Prep 10 mins
Cook 45 mins
I found this peach cobbler recipe on the internet from the Salt Lick Restaurant in Austin, TX. Everyone loves this recipe so much I have to make a double batch! Feel free to cut back on the sugar. Everyone has and the peach cobbler still comes out perfect. :D Personally, I always use two bags of frozen peaches instead of canned.
- 118.29 ml melted butter
- 236.59 ml flour
- 236.59 ml sugar
- 9.85 ml baking powder
- 1.23 ml salt
- 158.51 ml room temperature milk
- 1 room temperature egg
- 793.78 g cansliced peaches, drained
- 236.59 ml sugar
- 4.92 ml cinnamon
- 2.46 ml nutmeg
- Melt butter in a 9 x 13 inch pan.
- Mix together flour, sugar, baking powder & salt.
- Stir in milk & egg.
- Pour evenly over melted butter.
- Combine peaches, sugar & spices and spread over batter-DO NOT STIR!
- Bake 35-45 minutes at 350°F until batter comes to the top and is golden brown.
- Serve warm with ice cream.
This was absolutely delicious!! It was very easy to prepare and I had all the ingredients on hand. I have never made a peach colbler before and this one will definately be a repeat in my home!! I may cut back a wee bit on the sugar next time. As well, it only took 30 minutes to cook to a golden brown for me. Served it with French Vanilla Ice Cream - Yummy!!!

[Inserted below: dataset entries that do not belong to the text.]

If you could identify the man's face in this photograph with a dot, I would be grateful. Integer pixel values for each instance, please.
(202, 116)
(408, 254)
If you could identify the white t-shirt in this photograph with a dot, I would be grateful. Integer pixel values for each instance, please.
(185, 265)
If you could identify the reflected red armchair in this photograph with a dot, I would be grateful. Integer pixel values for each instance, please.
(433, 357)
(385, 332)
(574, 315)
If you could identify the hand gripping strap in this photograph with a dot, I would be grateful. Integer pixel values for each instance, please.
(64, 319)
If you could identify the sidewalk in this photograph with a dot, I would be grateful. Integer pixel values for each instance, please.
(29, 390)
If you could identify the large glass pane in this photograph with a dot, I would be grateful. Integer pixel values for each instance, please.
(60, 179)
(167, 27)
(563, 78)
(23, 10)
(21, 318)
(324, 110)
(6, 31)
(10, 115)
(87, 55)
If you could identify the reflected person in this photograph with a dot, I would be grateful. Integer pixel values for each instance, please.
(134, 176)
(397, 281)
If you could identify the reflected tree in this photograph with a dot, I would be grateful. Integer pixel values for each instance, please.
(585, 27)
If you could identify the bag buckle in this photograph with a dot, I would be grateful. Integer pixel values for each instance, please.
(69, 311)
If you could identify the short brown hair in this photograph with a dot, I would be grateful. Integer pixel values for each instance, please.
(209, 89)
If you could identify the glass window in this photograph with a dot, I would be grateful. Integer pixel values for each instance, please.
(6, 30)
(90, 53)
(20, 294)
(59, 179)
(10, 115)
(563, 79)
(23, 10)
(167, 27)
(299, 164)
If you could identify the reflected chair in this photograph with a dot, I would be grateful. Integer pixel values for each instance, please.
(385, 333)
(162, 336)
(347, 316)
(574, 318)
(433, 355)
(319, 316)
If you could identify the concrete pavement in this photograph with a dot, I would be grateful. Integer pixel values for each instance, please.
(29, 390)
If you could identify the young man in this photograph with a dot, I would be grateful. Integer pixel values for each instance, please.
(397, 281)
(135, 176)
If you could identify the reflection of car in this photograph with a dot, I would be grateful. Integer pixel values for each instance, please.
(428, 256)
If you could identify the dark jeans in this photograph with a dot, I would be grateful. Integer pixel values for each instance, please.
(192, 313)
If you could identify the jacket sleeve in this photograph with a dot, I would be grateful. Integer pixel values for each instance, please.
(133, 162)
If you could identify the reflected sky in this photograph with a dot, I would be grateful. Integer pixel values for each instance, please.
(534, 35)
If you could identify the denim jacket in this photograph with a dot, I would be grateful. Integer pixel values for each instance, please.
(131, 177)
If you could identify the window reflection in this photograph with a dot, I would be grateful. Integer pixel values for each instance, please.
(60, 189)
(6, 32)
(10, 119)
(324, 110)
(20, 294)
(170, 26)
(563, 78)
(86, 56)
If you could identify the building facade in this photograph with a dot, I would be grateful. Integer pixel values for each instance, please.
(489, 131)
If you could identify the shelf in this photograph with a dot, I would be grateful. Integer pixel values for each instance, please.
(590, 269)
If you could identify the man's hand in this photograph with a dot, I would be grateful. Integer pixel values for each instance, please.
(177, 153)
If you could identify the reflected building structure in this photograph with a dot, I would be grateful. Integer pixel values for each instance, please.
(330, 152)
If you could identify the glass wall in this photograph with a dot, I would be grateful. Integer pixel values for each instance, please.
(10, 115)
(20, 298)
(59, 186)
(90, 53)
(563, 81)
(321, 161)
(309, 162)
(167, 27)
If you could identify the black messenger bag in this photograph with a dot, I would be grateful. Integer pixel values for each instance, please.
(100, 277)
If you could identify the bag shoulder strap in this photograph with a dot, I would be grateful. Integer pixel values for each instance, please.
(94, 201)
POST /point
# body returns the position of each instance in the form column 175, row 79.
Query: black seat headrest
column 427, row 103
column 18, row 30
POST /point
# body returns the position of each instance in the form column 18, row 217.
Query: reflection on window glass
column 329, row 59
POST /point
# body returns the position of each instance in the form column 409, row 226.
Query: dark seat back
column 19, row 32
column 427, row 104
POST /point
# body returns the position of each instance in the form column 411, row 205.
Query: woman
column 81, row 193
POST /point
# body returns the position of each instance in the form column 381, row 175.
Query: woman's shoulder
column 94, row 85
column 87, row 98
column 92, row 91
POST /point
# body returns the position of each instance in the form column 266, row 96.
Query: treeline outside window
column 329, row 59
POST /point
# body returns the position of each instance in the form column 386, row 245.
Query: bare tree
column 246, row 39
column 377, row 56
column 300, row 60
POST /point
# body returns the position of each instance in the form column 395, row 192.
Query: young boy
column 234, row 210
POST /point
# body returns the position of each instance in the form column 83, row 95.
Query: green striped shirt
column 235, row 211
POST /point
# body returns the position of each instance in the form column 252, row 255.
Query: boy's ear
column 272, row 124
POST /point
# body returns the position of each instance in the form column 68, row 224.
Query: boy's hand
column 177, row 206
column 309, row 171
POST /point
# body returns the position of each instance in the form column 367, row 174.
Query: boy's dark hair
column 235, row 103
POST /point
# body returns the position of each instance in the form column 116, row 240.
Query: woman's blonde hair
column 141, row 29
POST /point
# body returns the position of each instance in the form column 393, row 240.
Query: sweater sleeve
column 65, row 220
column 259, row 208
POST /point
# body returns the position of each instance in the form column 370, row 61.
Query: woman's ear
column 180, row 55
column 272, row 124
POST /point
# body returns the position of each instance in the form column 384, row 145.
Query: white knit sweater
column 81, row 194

Made this for work lastnight and there is none left!!!! Very good and simple to make. I left out the nutmeg and used fresh peaches instead of canned, turned out lovely!
What a great, easy dessert, anytime of the year. I made this in a round cakepan and served it with whipped cream on a beautiful cake stand. How impressive. I used 1/2 c sugar for the cake part and 1/4 c sugar for the peaches. It was still wonderful. Thanks to the chef.